Il a cité l’exemple du Brésil et du Mexique, où des politiques mieux ciblées ont été mises en place pour aider les familles les plus démunies en optant pour des transferts d’argent au profit de ces dernières, au lieu des subventions généralisées.
“Ceci pourrait être mis en oeuvre en Tunisie car il est facile d’identifier les familles les plus pauvres et de mettre en place un système de transfert d’argent même conditionné, par exemple à la vaccination ou à l’éducation des filles”, a-t-il expliqué.
Interrogé sur la sécurité alimentaire dans la région, il a répondu que “pour l’Afrique du Nord, il n’y a pas de problème de faim, étant donné que le seuil de la pauvreté est le plus faible (-5%) parmi les pays en voie de développement, mais la région doit planifier à long terme.
Il a évoqué, dans ce même contexte, la question de la qualité de la nutrition qui se détériore de plus en plus et qui est à la source de plusieurs maladies telles que l’obésité ou l’anémie.
Les gens consomment plus de produits riches en calories mais pauvres en minéraux et en vitamines, a-t-il relevé, insistant sur l’impératif de travailler sur la qualité de la nourriture.
A titre d’exemple, le taux d’obésité en Tunisie est estimé, selon des données de la FAO, à 23,8% contre 17,3% au Maroc, 34,6% en Egypte, 17,5% en Algérie, 30,8% en Libye et 14% en Mauritanie.
Le représentant de l’ONUDI à cette réunion a évoqué, lui, un autre problème, celui du financement de la petite agriculture. Il estime que la micro-finance, qui ne peut, selon la loi, mobiliser l’épargne, n’a pas réussi à faire des progrès en Tunisie et à soutenir le secteur agricole.
Le responsable a relevé que la recherche et les technologies ne sont pas encore bien intégrées à la petite agriculture. Il cite, aussi, l’absence d’institutions dans le milieu rural en Tunisie et le manque d’évaluation des politiques publiques dans ce domaine.

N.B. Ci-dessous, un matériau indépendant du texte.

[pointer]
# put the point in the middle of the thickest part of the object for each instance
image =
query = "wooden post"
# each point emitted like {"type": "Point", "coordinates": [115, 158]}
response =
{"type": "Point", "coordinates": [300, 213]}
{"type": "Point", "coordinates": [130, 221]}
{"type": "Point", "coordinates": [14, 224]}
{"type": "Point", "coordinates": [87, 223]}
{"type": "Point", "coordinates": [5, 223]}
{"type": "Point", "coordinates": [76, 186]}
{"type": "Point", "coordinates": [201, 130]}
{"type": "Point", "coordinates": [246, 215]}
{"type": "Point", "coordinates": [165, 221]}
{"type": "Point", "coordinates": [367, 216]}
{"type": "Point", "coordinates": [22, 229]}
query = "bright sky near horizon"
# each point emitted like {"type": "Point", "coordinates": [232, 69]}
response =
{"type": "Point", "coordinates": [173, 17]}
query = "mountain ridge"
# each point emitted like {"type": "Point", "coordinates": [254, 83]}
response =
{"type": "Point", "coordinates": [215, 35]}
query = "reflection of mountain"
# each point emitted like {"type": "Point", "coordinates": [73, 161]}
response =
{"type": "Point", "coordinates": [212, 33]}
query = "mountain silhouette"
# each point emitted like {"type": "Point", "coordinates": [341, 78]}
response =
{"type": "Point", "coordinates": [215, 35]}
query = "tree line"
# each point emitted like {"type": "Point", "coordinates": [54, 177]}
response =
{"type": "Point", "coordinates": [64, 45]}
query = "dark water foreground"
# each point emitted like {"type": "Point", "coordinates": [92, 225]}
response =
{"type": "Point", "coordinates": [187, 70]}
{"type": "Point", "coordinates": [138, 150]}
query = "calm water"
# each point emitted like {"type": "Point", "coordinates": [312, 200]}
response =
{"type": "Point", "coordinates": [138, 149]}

Un autre problème a été évoqué lors de ce débat, animé par Samia Mansour, économiste auprès de la BAD, et Vincent Castel, économiste pays en chef, celui de l’emploi des jeunes dans le milieu rural.
Pour les intervenants, “il y a un vide institutionnel dans le milieu rural et personne ne se charge des jeunes”. Ils recommandent plus d’organisation et de synergies pour inciter les jeunes à travailler dans l’agriculture et à créer des projets dans les milieux ruraux.